3. The battery sheet printing method according to claim 1, wherein: in step S101, the same visual inspection assembly is used to obtain the first position and the second position.

4. The battery piece printing method according to claim 3, wherein: when the workbench is positioned at the film feeding station, the visual detection assembly acquires the first position and the second position.

5. The battery piece printing method according to claim 1, characterized in that: step S102 and step S103 are both implemented in the process of transferring the worktable from the sheet feeding station to the first printing station.

6. The battery sheet printing method according to claim 1, wherein: the step S102 is realized in the process that the workbench is transmitted to the first printing station from a film feeding station; step S103 is implemented during the process of transferring the working platform from the first printing station to the second printing station.

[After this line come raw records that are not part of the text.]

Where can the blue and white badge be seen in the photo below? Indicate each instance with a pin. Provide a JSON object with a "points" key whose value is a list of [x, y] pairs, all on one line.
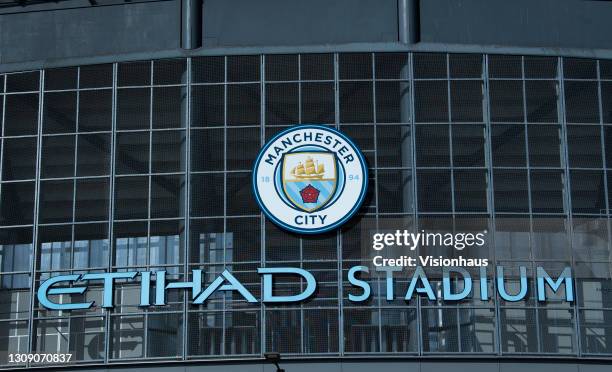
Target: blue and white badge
{"points": [[310, 179]]}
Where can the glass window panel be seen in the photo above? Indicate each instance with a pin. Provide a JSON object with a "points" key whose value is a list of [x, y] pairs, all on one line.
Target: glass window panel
{"points": [[394, 146], [284, 331], [54, 247], [243, 68], [395, 189], [355, 66], [208, 69], [579, 68], [468, 145], [588, 192], [132, 156], [17, 203], [164, 335], [596, 331], [512, 236], [169, 106], [282, 103], [430, 101], [127, 340], [207, 241], [207, 194], [508, 145], [392, 65], [90, 246], [21, 114], [538, 67], [207, 150], [361, 330], [56, 201], [13, 340], [557, 331], [131, 197], [282, 67], [243, 104], [93, 154], [92, 199], [96, 76], [356, 102], [544, 148], [19, 158], [549, 238], [392, 102], [318, 103], [95, 110], [466, 100], [606, 100], [134, 73], [440, 330], [590, 238], [506, 100], [166, 242], [242, 147], [169, 71], [167, 196], [59, 114], [207, 106], [518, 331], [57, 156], [434, 183], [465, 65], [581, 102], [15, 249], [242, 240], [15, 296], [584, 146], [505, 66], [432, 146], [547, 191], [130, 243], [133, 108], [541, 97], [61, 78], [511, 190], [168, 151], [23, 82], [206, 333], [241, 201], [470, 190], [280, 244], [429, 65], [317, 66]]}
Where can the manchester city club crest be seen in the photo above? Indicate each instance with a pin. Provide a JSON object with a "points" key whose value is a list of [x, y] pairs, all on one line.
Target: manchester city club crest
{"points": [[310, 179]]}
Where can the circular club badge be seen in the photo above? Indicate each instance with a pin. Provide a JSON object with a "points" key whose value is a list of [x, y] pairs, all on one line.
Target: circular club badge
{"points": [[310, 179]]}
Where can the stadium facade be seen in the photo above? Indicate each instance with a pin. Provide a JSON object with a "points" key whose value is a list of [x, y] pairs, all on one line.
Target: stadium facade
{"points": [[129, 133]]}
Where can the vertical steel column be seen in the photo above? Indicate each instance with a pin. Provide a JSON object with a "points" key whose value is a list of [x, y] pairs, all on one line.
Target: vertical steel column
{"points": [[191, 24], [409, 21]]}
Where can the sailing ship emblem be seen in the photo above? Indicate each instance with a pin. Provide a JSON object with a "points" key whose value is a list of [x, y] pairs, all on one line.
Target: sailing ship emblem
{"points": [[309, 179]]}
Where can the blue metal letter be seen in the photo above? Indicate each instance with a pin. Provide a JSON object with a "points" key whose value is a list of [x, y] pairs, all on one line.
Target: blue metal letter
{"points": [[566, 276], [419, 274], [45, 289], [467, 284], [359, 283], [502, 289], [268, 296]]}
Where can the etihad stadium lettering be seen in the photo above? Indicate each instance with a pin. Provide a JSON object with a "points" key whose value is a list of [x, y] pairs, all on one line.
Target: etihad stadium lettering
{"points": [[153, 292]]}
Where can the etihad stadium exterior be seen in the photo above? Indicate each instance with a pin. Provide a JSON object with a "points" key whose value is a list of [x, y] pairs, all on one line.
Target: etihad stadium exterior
{"points": [[129, 133]]}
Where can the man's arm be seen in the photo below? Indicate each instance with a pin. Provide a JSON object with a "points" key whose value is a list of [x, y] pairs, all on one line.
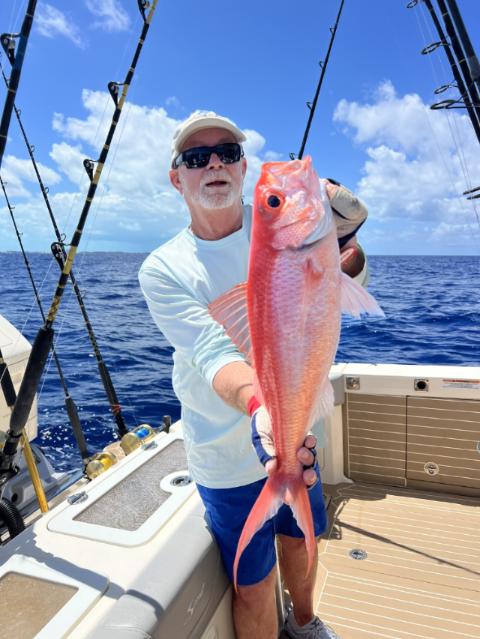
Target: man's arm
{"points": [[234, 384]]}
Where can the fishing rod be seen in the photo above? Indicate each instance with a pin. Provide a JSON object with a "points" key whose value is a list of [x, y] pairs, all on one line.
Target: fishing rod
{"points": [[455, 70], [323, 64], [471, 97], [60, 255], [69, 403], [8, 390], [16, 60], [43, 340]]}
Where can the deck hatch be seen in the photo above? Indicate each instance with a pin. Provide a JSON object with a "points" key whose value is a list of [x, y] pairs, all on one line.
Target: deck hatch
{"points": [[375, 438], [443, 434], [129, 503], [132, 501], [43, 599]]}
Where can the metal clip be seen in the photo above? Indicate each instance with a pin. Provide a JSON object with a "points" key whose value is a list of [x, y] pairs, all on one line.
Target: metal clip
{"points": [[8, 44], [142, 5], [113, 90], [89, 165], [445, 87], [77, 498], [432, 47]]}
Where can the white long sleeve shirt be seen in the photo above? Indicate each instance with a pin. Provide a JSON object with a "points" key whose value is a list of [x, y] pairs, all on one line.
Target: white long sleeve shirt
{"points": [[179, 280]]}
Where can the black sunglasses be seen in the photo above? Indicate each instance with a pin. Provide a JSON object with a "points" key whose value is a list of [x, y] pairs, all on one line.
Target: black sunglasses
{"points": [[197, 158]]}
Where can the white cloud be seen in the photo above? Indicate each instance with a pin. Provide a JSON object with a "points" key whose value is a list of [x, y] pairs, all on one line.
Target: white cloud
{"points": [[135, 208], [51, 22], [415, 161], [112, 16]]}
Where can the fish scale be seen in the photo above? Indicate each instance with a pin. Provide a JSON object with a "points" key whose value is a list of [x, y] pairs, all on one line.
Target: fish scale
{"points": [[293, 296]]}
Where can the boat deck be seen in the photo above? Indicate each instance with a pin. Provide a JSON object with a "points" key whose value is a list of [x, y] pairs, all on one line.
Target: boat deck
{"points": [[421, 575]]}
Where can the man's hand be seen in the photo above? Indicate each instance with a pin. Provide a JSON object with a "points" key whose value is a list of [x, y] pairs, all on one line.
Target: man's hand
{"points": [[262, 439]]}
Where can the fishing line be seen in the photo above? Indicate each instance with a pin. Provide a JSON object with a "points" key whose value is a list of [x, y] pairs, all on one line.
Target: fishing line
{"points": [[16, 54], [41, 346], [439, 62], [323, 65], [451, 121], [120, 65], [60, 256], [69, 402]]}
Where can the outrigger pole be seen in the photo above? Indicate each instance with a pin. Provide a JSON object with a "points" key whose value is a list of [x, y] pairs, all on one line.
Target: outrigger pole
{"points": [[471, 58], [465, 96], [60, 255], [69, 403], [323, 64], [42, 343], [16, 59]]}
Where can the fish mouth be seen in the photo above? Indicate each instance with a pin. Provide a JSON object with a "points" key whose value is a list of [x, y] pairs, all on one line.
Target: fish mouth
{"points": [[216, 184]]}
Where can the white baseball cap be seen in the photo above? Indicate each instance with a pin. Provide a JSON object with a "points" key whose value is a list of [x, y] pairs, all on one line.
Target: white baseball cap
{"points": [[199, 120]]}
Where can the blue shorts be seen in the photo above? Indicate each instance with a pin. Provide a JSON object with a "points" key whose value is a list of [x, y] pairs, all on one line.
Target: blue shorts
{"points": [[227, 510]]}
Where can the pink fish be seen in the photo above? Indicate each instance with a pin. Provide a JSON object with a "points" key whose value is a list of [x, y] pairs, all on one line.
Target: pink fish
{"points": [[293, 298]]}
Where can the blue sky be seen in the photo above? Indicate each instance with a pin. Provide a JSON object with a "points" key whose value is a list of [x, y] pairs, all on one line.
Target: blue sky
{"points": [[258, 64]]}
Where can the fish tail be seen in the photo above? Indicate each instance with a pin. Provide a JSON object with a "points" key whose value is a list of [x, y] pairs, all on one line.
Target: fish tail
{"points": [[296, 496], [355, 300], [266, 506]]}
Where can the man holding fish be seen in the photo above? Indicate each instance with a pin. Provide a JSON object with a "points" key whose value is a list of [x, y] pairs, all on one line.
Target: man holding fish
{"points": [[251, 303]]}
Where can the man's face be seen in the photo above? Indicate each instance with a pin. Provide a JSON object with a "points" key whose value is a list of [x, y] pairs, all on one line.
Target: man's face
{"points": [[215, 186]]}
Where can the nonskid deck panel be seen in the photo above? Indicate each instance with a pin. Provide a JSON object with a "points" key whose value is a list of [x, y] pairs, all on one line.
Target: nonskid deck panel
{"points": [[421, 575]]}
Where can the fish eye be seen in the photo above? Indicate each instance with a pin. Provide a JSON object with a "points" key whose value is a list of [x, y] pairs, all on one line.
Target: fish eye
{"points": [[274, 201]]}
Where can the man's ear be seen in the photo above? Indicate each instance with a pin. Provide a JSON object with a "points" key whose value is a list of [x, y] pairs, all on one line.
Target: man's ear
{"points": [[175, 181], [244, 167]]}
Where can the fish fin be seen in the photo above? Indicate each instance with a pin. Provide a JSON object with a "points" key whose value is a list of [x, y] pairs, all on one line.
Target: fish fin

7. The battery sheet printing method according to any one of claims 1 to 6, wherein: on the piece station of advancing/play piece station, the both sides of workstation length direction all are equipped with can to conveying battery piece on the workstation or will the battery piece is followed the biography piece mechanism that passes down on the workstation.

8. The battery sheet printing method according to claim 1, wherein: the rotary table rotates 360 degrees to complete the whole printing process, and the workbench rotates 180 degrees when in the film outlet station compared with the workbench when in the film inlet station.

9. The battery sheet printing method according to any one of claims 1 to 6, wherein: the rotary table is driven to rotate by the first driving part, the workbench is driven to rotate by the second driving part, and the first driving part and the second driving part are both DD motors capable of rotating forwards or reversely.